Ah, mon Dieu, quelle blague!”

“Comport yourself with propriety, Teresa, Monsieur is speaking.”

“If you cannot manage this I have bought a pair of black slippers which will have to do instead.”

“And my costume, Monsieur?” Raoul asked, indicating with an expressive gesture his stained singlet, his greenish black trousers and his mackintosh hitched over his shoulders.

“I understand that, apart from the gown and slippers there is no costume at all.”

Ah, mon Dieu, en voilà une affaire!”

Teresa! Attention!”

“However, the gown is voluminous. For propriety’s sake, Raoul, you may retain your vest and underpants. In any case you must be careful to conceal your legs which, no doubt, are unmistakably masculine.”
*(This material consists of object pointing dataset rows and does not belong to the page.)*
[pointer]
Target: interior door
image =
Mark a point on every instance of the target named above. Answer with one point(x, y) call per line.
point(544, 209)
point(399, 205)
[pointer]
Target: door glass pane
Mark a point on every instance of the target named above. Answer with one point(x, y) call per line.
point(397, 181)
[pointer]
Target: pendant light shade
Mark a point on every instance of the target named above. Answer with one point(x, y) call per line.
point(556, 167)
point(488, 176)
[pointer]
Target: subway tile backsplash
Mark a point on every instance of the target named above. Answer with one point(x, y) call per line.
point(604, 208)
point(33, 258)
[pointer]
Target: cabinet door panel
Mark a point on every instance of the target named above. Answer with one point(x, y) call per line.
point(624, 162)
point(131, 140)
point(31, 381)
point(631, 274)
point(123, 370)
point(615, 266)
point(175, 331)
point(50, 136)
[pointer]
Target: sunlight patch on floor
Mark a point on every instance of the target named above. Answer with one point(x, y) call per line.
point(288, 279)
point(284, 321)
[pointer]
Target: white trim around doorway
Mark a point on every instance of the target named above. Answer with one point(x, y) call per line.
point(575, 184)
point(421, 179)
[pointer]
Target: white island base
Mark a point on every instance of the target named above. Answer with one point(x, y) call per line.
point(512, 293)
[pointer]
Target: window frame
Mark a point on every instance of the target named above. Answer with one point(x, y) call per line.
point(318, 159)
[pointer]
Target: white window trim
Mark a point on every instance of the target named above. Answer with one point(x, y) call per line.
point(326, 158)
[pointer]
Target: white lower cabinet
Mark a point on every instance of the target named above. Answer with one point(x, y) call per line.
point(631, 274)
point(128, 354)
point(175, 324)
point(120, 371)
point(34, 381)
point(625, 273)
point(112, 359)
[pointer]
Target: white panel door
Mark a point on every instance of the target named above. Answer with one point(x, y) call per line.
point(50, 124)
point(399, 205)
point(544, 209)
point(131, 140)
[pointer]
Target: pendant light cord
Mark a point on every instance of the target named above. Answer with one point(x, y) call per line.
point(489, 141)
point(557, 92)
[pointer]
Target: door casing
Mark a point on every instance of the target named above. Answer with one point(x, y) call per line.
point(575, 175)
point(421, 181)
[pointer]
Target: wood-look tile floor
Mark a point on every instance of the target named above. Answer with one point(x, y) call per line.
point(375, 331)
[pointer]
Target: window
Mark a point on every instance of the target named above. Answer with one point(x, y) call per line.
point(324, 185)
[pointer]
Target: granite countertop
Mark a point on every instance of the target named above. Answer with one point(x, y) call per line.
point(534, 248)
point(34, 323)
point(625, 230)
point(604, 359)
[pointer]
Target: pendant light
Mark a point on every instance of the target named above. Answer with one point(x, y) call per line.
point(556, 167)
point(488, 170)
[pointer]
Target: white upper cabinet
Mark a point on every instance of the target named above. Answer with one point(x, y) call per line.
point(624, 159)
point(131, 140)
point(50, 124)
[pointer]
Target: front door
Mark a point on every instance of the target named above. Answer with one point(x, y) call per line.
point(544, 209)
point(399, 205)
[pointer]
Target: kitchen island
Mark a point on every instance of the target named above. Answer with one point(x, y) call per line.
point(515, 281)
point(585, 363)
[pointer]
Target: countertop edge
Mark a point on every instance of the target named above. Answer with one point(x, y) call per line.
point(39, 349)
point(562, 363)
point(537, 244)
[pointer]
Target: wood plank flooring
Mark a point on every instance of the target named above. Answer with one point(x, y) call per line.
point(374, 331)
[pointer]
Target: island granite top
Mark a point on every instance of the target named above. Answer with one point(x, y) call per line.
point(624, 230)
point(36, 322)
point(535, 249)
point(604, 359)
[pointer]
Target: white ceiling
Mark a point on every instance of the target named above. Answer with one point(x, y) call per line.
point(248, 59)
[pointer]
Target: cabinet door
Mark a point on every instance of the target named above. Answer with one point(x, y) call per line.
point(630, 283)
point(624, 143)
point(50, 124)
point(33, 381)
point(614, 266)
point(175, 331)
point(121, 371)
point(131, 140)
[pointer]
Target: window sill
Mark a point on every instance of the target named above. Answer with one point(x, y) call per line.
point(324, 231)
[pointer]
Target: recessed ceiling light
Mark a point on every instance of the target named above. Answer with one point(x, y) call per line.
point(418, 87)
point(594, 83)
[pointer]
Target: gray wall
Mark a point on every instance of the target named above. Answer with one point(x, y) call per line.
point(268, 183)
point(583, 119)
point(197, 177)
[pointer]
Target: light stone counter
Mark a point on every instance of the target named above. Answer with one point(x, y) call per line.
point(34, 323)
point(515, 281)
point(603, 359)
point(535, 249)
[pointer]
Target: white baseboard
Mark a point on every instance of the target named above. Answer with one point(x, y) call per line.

“They are superb,” said Teresa. “But undoubtedly masculine.”

“It seems to me,” continued Alleyn, who had become quite used to the peculiarities of conversation with Raoul and Teresa, “that our first difficulty is the problem of getting from here to the respective rooms of Mr. Herrington and Miss Taylor. Teresa, I see, has brought two white gowns. Mr. Herrington has provided us with a white and a black one. Miss Taylor would have appeared in black tonight. Therefore, you must put on the black, Raoul, and I shall wear the longest of the white. Teresa must tell us where these rooms are. If the Egyptian or any of the guests should see us on our way to them we must hope they will observe the rule of silence which is enforced before the ceremony and pay no attention. It will be best if we can find our way without candles. Once inside our rooms we remain there until we hear the bell. How close, Teresa, are these rooms to the room where the ceremony is held? The room you described to me yesterday.”

“The young lady’s is nearby, Monsieur. It is therefore close also to the apartment of Mr. Oberon.”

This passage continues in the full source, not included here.